Other readers might remember the company name, recognise it when they see it somewhere else or feel more confident choosing it when they eventually need new flooring. None of those responses is as easy to count, but they still have plenty of value.

As Nick explained:

“It’s also not about the exact numbers on the return. It’s about putting your face and your brand out there so that people recognise it.”

Print should not be given a free pass simply because some of its effects are difficult to measure. Offers, QR codes, dedicated web pages and asking new customers where they heard about the business can all provide useful evidence.

At the same time, we should be careful not to assume that the only marketing worth doing is the activity that produces an immediate, trackable response.

Familiarity often develops over a period of time. A customer sees a brand, sees it again somewhere else and gradually becomes more comfortable with it. By the time they are ready to buy, it may already feel like a known option.

This is not unique to print. Plenty of online advertising contributes to recognition without receiving the final click that gets credited with the sale.

Print and digital doing different jobs

The Garden Centre Magazine also produces a digital version, which customers can access through a QR code. The digital edition includes links that make it easier to contact an advertiser or move on to further information.

Nick does not see this replacing the printed magazine though, it simply gives customers another way to use it.

That is probably a more helpful way to think about the relationship between print and digital. They do not need to compete for the same role.

Someone might pick up the magazine while having a coffee at the garden centre, take it home and later scan a code to visit an advertiser’s website. Another person may have seen the business online before and then recognise it when they come across the advert in print.

The printed magazine provides a physical presence, a longer reading experience and a useful connection to the garden centre. The digital version provides convenience and an easier route to taking action.

Print and digital can support different parts of the same journey. The magazine may create the initial interest or recognition, while the digital version makes it easier for someone to find out more or take the next step.

Growing through relationships

The interview was ostensibly about the magazine, but it also revealed a lot about how Nick has chosen to run the business.

His father helped him get the company off the ground, several members of the team have been with him for 20 years, and The Garden Centre Magazine has developed long-standing relationships with garden centres, advertisers and Greenfingers Charity.

Nick described his approach by saying:

“For me, it’s all about the relationships rather than the big wins.”

There is a clear commercial logic behind that philosophy. The model only works when everyone involved continues to see value in it.

The garden centre needs to feel that the magazine represents the business well and gives customers something worthwhile. Advertisers need to believe they are reaching the right audience. Readers need content that justifies picking it up and taking it home.

If the balance shifts too far towards any one of those groups, the magazine becomes less useful to the others.

Nick talked about wanting the company to grow naturally, rather than constantly pushing for bigger numbers. After more than two decades in business, a loyal team and advertising clients that return year after year, that focus on relationships appears to have served it well.
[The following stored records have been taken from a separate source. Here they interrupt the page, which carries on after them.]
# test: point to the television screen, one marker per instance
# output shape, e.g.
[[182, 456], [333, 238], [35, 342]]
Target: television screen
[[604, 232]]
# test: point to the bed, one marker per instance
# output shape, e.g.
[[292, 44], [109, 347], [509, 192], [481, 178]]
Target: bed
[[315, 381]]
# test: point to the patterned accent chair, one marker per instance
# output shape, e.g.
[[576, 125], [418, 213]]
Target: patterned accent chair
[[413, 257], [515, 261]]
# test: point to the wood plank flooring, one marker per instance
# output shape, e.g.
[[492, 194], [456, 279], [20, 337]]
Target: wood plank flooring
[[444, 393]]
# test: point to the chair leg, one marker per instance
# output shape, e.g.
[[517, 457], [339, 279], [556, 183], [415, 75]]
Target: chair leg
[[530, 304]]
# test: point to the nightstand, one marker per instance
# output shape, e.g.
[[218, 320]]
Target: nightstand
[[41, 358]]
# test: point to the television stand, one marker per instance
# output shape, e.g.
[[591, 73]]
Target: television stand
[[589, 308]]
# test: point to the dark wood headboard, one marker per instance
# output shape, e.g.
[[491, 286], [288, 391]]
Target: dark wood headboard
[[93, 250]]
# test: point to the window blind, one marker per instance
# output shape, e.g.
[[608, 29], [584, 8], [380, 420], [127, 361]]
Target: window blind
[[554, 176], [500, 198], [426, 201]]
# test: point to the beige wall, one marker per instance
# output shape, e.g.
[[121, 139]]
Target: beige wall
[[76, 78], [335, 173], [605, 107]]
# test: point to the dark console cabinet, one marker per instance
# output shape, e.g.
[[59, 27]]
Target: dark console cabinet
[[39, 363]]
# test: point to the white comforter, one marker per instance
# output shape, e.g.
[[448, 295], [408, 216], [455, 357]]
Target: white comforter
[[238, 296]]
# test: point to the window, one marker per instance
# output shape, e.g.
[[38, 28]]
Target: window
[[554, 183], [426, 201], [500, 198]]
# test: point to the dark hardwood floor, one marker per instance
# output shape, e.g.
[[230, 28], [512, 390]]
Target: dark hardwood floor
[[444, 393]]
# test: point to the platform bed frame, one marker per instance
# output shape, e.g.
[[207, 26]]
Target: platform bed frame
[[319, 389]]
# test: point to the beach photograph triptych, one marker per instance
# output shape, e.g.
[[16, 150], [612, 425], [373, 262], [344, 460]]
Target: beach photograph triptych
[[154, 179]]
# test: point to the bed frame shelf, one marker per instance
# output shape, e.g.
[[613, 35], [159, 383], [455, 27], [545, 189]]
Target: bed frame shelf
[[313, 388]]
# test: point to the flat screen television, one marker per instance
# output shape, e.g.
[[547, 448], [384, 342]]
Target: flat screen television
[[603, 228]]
Print still has a place in garden retail, but not simply because some customers prefer holding a magazine to looking at a screen.

It works when it fits the audience, adds something to the customer experience and contains enough useful material for the customer to justify taking it home.

Digital offers immediacy, convenience and far more data. Print can offer time, context and a different sort of presence.

The best choice is rarely about following the latest fashion or defending an older channel out of habit. It comes down to understanding the people you want to reach, the situation in which you are reaching them and what will give them a genuine reason to pay attention.